Note that by having the fast-moving stuff at the front of shop, users generally have to walk past them on their way to what they want (classic supermarket strategy too) … is this a good idea online, or do we have to walk our fast-moving content past the users having given them what we want?? Of course, shops aren’t perfect and shifting stock is sometimes subtly different to shifting content — but i think we have a lot to learn from some of these ‘megastores’, as well as the specialists (who tend to have more idiosyncratic info architecture, but are more closely aligned to a specific ‘target market’). We can also learn from studying conversation amongst users.
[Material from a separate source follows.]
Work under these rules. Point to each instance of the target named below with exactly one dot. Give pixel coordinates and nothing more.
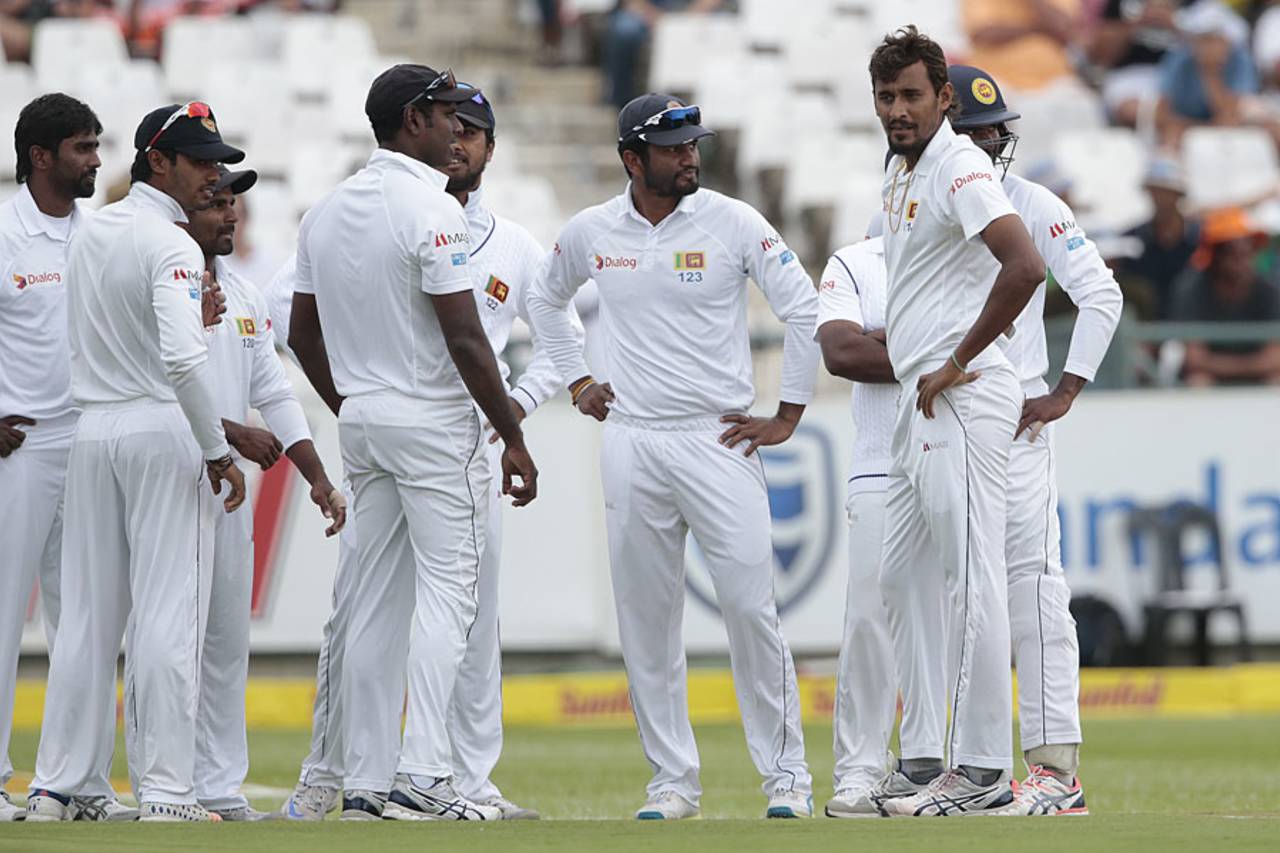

We have to get beyond this:
Q. “What kind of music do you like?”
A. “Oh, y’know, everything really”
This opening gambit covers all groups — those who just like, say, all current chart music (which is what they perceive as everything), and those who like everything from AC/DC to John Zorn (who might often ignore current chart music). This is why genres are so problematic. They’re so tenuous and fluid and personal … they’re time-sensitive too … genres in dance music might last a couple of weeks, those in classical music a couple of centuries. So, the further we get into user’s conversations and behaviour patterns, the better (hence amazon’s structures built on behaviour patterns, which show great promise). otherwise genre is just an wooly opening gambit to provoke an initial response.